On TV, some politicians seem lost in Katrina's wake
In times of crisis, politicians are our stand-ins and our advocates, our cheerleaders and our pillars. We expect them to be unflappable; that's why so much has been made of George Bush's blank-faced response to the news of Sept. 11 and his defiant speech days later on the World Trade Center ruins.
So one significant measure of the crisis that has hit New Orleans and Mississippi this week is the politicians' shaken demeanors as they make the TV rounds.
There has been no St. Crispin's Day quality to their pronouncements, no sense of rallying the troops, of bucking up. Louisiana Governor Kathleen Babineaux Blanco has come across as the distraught grandmother that she is, choking up as she tries to describe the destruction. Mississippi politicians have resorted to clumsy analogies, from ''tsunami" to ''Hiroshima," that some have maligned for historical inaccuracy. (It seems just as fair to assume that they were trying to convey total devastation to a country that has seen little of it.)
And New Orleans Mayor Ray Nagin has offered stark assessments of the damage, the way the situation has worsened by the hour, the dark triage process that has ensued. ''We do know there are dead bodies, there are dead bodies floating in some of the waters," he told CNN's Aaron Brown Tuesday night. ''The rescuers basically pushed them aside as they were trying to save individuals."
It came without hyperbole or heightened emotion. It was matter-of-fact. It was the truth.
It's worth wondering what people really need at a moment like this, whether unvarnished truth is as useful, as helpful, as false bravado. Surely, it will help influence people and companies to open their pocketbooks and coffers.
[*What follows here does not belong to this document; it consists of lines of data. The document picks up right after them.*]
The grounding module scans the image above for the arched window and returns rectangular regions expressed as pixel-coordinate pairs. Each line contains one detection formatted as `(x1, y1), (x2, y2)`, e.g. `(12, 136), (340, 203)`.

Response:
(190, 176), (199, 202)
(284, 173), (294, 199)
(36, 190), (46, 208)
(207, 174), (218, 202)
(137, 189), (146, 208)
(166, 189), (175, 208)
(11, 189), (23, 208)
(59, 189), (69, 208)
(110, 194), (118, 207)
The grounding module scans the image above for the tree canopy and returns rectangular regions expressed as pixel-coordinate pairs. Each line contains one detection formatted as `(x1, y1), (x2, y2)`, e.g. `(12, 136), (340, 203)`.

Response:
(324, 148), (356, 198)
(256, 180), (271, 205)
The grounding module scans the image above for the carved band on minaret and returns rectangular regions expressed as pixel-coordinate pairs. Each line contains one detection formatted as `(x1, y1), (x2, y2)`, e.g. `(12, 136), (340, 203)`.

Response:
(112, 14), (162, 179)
But even to a population scattered on higher ground and looking for news of their flooded homes, there may be something refreshing about being told that, yes, it is that bad.
Perhaps it's just hard to refute the images streaming in from New Orleans and the Gulf Coast, the eerie, still-like quality of those shots of deep, gray water. The pictures evoke such post-apocalyptic visions as ''A.I.," the Kubrick/Spielberg fable of 2001, which imagined a submerged New York after polar ice caps melted. And the news reports contribute to the sense of doom; most notable, perhaps, was Jeanne Meserve's choked-up telephone report to CNN, which aired Monday and was replayed Tuesday during ''NewsNight With Aaron Brown."
Blanco, in particular, has embodied that sort of empathy; she is shaken, unpolished, and often on the brink of tears. Whether a male politician could get away with that, even today, is unclear -- though one male safety official in Jefferson Parish cried this week as he asked for disaster relief for his own emergency workers.
Mississippi Governor Haley Barbour has issued what is closest to a swagger; on NBC yesterday morning, he predicted that the state had reached a ''turning point," albeit an early one, and on CNN's ''Larry King Live" the night before, he predicted a bigger, better coastline in the future.
That may well turn out to be the case, but, as even Barbour had to concede, that future is a long way away. And, this being an act of God, not of terror, there is no quick, satisfying way to strike back, or to keep morale up during the rebuilding. No amount of practiced spin can change that reality -- something practiced politicians might instinctively know.